With newspaper bankruptcies spreading, a persistent question is: what if a city's lone daily newspaper goes out of business? Then what? Patch, a start-up company founded by Google ad man Tim Armstrong, is testing the brave new waters to see if it has the answer. The site has set up shop in parts of New Jersey, trying to see if a small nucleus of editors and contributors can be more successful at attracting user contributions than purely crowdsourced sites and other well-intentioned near-failures. Newspaper companies would do well to closely track its progress. The idea of a newspaper/citizen journalism/social network hybrid is appealing, although during a recession newspapers should probably focus on growing internet revenue and maintaining a nominal level of local reporting first and foremost.

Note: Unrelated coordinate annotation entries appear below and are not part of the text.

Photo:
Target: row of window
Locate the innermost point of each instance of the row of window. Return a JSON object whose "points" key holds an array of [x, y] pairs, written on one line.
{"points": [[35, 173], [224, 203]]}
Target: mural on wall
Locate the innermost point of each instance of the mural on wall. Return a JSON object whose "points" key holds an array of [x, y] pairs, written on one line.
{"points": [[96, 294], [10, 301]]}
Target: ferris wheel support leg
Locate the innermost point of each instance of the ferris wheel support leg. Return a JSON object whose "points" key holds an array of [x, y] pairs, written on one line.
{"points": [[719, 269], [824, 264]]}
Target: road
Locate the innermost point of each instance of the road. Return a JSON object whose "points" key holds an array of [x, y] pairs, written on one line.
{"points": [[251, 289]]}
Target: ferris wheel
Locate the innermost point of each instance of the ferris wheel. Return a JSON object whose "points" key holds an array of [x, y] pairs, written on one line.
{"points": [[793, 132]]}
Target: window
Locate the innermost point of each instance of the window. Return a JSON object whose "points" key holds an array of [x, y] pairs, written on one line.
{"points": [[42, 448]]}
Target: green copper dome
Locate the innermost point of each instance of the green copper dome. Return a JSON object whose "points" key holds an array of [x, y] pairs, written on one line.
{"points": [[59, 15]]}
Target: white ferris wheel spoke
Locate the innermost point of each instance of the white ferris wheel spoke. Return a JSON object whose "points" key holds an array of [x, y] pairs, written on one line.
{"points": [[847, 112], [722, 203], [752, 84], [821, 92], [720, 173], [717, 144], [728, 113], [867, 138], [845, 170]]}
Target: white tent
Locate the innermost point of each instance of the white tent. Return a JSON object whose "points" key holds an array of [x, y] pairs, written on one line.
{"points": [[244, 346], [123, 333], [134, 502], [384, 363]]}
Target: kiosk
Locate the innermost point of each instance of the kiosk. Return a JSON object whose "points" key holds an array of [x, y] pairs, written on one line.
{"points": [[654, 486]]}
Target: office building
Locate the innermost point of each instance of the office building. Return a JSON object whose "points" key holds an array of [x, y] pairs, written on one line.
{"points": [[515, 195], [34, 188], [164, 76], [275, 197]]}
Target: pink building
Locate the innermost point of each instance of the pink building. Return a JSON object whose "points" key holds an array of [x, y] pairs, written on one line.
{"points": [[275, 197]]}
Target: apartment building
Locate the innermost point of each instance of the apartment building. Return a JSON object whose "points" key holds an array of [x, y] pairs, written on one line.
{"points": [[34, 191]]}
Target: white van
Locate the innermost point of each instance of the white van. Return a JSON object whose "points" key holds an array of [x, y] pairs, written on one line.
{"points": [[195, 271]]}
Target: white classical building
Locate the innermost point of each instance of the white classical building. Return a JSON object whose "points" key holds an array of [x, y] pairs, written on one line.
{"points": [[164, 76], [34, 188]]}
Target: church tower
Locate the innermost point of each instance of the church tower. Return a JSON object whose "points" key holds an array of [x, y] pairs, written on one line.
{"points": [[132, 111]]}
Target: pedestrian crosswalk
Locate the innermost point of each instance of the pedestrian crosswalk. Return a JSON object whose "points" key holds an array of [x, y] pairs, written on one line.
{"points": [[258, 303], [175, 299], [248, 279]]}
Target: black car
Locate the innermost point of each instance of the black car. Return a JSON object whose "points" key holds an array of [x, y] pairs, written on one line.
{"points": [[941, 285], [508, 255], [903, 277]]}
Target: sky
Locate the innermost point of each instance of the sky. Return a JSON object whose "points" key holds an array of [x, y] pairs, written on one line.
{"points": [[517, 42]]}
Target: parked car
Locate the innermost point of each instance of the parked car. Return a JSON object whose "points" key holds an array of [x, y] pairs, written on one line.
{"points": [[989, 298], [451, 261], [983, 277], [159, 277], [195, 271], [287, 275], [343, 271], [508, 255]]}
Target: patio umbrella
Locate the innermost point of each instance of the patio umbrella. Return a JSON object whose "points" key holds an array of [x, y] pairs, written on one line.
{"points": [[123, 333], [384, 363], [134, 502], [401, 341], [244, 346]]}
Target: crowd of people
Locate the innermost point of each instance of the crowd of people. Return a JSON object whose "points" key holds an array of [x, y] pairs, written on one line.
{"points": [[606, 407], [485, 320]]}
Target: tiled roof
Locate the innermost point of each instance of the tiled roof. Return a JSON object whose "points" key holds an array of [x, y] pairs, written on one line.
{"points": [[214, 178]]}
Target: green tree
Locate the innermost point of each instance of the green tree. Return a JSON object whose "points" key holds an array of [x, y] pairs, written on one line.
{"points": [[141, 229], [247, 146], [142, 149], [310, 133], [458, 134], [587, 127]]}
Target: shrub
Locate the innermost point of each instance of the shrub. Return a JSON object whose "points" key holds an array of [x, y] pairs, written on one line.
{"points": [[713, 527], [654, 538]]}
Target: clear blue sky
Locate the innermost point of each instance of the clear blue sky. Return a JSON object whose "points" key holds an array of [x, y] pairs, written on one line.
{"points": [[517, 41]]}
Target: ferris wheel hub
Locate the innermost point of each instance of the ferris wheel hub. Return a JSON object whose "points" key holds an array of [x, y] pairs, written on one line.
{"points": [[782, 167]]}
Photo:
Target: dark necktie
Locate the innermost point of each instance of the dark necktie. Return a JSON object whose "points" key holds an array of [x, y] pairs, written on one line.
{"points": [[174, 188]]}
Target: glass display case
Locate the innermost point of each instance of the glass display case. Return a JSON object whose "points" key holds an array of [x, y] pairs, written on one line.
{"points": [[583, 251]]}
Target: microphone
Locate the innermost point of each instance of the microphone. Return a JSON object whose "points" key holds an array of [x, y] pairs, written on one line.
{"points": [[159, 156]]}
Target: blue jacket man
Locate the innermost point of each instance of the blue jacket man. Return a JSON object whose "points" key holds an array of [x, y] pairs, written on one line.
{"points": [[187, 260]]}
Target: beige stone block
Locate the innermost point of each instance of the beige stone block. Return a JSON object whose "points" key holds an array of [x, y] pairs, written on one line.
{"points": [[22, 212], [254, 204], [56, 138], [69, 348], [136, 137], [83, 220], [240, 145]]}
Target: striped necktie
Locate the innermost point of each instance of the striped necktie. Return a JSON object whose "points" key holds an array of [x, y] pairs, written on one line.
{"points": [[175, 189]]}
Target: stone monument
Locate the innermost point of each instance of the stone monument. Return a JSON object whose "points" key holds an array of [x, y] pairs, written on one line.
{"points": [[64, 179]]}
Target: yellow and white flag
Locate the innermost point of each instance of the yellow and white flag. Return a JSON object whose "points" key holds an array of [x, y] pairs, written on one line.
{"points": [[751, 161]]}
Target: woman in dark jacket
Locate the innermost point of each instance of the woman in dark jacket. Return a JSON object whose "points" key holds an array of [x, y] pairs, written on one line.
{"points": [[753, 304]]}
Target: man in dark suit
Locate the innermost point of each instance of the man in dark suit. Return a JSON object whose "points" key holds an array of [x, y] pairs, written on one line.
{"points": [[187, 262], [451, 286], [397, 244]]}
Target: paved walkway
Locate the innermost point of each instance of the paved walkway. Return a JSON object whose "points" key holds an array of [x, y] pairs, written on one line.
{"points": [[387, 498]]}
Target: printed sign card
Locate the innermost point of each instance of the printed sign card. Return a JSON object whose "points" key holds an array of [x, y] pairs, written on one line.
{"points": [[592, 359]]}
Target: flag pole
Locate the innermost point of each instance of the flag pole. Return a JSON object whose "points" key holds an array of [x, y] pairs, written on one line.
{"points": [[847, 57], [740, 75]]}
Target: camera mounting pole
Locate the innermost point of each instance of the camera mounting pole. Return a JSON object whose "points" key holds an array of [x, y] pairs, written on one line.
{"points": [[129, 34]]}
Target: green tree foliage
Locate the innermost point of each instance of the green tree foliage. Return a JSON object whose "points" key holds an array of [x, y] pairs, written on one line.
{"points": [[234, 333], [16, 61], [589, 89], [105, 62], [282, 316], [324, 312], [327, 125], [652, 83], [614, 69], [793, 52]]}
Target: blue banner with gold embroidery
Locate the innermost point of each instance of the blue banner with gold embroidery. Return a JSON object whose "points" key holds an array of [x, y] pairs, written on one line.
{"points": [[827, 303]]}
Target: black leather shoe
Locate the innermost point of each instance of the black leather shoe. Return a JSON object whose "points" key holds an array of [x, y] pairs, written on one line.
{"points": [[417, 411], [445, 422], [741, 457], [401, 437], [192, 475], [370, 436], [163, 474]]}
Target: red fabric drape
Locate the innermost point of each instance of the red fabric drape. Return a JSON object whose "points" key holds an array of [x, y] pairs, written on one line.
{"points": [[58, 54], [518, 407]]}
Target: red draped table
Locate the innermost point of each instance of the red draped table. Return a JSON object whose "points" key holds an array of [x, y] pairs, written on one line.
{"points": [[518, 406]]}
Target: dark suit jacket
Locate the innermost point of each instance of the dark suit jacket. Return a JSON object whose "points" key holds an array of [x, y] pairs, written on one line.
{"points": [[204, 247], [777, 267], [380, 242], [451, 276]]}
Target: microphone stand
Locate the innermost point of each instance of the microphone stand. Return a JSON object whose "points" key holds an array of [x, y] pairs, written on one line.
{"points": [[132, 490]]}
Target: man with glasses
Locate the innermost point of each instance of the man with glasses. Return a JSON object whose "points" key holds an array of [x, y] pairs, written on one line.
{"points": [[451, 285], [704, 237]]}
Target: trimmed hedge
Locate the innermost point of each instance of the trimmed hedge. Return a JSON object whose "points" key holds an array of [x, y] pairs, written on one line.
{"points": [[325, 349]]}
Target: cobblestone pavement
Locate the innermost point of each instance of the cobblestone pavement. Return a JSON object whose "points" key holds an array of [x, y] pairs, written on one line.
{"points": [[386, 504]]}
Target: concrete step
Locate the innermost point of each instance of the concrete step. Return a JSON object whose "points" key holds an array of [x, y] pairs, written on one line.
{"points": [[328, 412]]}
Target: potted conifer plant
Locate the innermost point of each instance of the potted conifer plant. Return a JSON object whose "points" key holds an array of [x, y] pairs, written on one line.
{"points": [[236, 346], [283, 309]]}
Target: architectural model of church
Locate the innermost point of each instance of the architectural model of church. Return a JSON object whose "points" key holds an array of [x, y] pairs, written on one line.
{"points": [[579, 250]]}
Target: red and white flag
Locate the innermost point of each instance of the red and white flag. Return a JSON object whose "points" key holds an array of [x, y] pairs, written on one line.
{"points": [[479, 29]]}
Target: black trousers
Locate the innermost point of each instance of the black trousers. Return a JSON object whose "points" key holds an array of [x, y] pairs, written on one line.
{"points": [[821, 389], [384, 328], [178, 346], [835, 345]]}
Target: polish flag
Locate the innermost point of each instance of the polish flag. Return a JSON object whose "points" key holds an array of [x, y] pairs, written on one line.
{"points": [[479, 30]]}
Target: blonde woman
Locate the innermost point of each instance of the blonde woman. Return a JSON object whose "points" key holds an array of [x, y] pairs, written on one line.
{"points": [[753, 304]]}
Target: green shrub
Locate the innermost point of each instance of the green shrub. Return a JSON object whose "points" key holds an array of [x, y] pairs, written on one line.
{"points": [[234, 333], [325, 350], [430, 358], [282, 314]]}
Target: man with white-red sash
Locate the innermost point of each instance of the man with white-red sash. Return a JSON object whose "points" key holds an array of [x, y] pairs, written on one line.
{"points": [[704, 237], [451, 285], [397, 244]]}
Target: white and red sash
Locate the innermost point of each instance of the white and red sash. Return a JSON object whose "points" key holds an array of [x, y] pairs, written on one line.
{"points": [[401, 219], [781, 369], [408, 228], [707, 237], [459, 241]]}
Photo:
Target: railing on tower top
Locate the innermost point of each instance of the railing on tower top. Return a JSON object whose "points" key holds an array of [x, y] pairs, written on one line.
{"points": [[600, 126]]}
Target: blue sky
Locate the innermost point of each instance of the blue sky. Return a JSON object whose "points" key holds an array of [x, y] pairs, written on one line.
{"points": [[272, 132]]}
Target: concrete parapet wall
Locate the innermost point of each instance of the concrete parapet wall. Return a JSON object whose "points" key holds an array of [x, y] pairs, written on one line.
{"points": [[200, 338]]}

If an upstart local news operation like Patch wants to start gaining name recognition and legitimacy, there's a path that has already been blazed by a number of sites on a national level: Offer up exclusive content and editor/reporter interviews to local TV stations, free of charge. Witness how TMZ took off when its videos of celebs behaving badly (Michael Richards, anyone?) were played over and over again (with a TMZ bug burned in) on entertainment TV. Look at how within a year of its launch, Politico had enviable brand recognition because its reporters and editors were appearing on numerous cable news shows (with politico.com below their name in the lower thirds). It's truly a mutually-beneficial relationship. Mr. Armstrong can thank me later for the free advice.